Cain’s eyes grew wintry. “Three years ago when you were my stable boy, you were a thorn in my side, but you were brave and hardworking. That Kit Weston wouldn’t have been interested in selling herself for clothes and jewelry.”

“That Kit Weston hadn’t been forced by her guardian to attend a finishing school devoted to turning young girls into wives.”

She’d made her point. He reacted with a bored shrug and leaned against the mantelpiece. “It’s all in the past.”

“That past has molded who I am now.” She took a deep breath. “I intend to marry, but I don’t want to make the wrong choice. I need time, and I’d like to have that time here.”

He studied her. “These young men . . .” His voice dropped in pitch and developed an unsettling huskiness. “Do you kiss them like you kissed me yesterday?”
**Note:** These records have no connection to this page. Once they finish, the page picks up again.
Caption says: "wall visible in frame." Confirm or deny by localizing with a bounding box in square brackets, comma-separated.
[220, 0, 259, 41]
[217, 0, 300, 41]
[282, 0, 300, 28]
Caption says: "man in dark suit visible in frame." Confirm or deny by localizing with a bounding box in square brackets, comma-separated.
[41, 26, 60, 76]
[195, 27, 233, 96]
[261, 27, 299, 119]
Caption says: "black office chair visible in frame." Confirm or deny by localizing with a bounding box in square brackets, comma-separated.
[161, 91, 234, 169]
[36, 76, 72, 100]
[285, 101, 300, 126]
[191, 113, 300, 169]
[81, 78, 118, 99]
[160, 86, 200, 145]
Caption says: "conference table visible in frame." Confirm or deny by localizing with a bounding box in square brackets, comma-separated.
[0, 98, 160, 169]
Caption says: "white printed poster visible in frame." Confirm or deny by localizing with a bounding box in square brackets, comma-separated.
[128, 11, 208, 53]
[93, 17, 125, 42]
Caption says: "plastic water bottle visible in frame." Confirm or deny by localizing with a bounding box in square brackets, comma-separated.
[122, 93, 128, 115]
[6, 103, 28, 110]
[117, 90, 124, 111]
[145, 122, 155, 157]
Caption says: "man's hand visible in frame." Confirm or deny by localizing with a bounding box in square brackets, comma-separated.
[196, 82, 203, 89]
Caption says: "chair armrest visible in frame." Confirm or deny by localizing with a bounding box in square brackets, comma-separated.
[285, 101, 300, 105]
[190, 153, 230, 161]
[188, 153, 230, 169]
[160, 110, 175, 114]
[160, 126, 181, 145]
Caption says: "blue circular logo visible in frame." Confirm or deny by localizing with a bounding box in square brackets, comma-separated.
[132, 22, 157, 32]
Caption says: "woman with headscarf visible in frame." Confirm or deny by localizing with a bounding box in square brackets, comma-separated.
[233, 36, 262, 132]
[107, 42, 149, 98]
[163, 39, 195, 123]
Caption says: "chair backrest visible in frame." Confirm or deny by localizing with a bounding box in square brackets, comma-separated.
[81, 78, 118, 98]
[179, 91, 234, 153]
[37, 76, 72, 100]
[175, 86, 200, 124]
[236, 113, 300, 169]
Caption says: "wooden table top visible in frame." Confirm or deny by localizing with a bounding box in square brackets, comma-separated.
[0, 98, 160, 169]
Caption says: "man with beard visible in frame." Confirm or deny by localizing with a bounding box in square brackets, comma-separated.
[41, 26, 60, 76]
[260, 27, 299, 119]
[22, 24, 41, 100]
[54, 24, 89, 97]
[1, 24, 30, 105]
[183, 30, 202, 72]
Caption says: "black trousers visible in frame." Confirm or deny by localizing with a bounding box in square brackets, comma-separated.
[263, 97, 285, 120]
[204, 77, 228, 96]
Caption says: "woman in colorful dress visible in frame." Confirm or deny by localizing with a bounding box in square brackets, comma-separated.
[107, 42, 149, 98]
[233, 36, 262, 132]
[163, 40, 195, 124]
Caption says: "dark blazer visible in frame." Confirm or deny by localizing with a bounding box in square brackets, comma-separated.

She needed all her willpower not to look away. “It was the fatigue from my journey. They’re much too gentlemanly to have pressed themselves as you did.”

“Then they’re fools.”

She wondered what he meant by that. He moved away from the fireplace. “Very well. You can have one month, but if you haven’t made up your mind by then, you’re going back to New York, husband or not. And another thing . . .” He tilted his head toward the hallway. “That crazy woman has to go. Let her rest for a day, then put her on the train. I’ll make sure she’s compensated.”

“No! I can’t.”

“Yes, you can.”

“I promised her.”

“That was your mistake.”

He looked so unbending. What argument could she offer that would convince him? “I can’t stay here without a chaperone.”

“It’s a little late to worry about respectability.”

“Perhaps for you, but not for me.”

“I don’t think she’ll be much of a chaperone. As soon as any of the neighbors talk to her, they’ll realize she’s crazy as a loon.”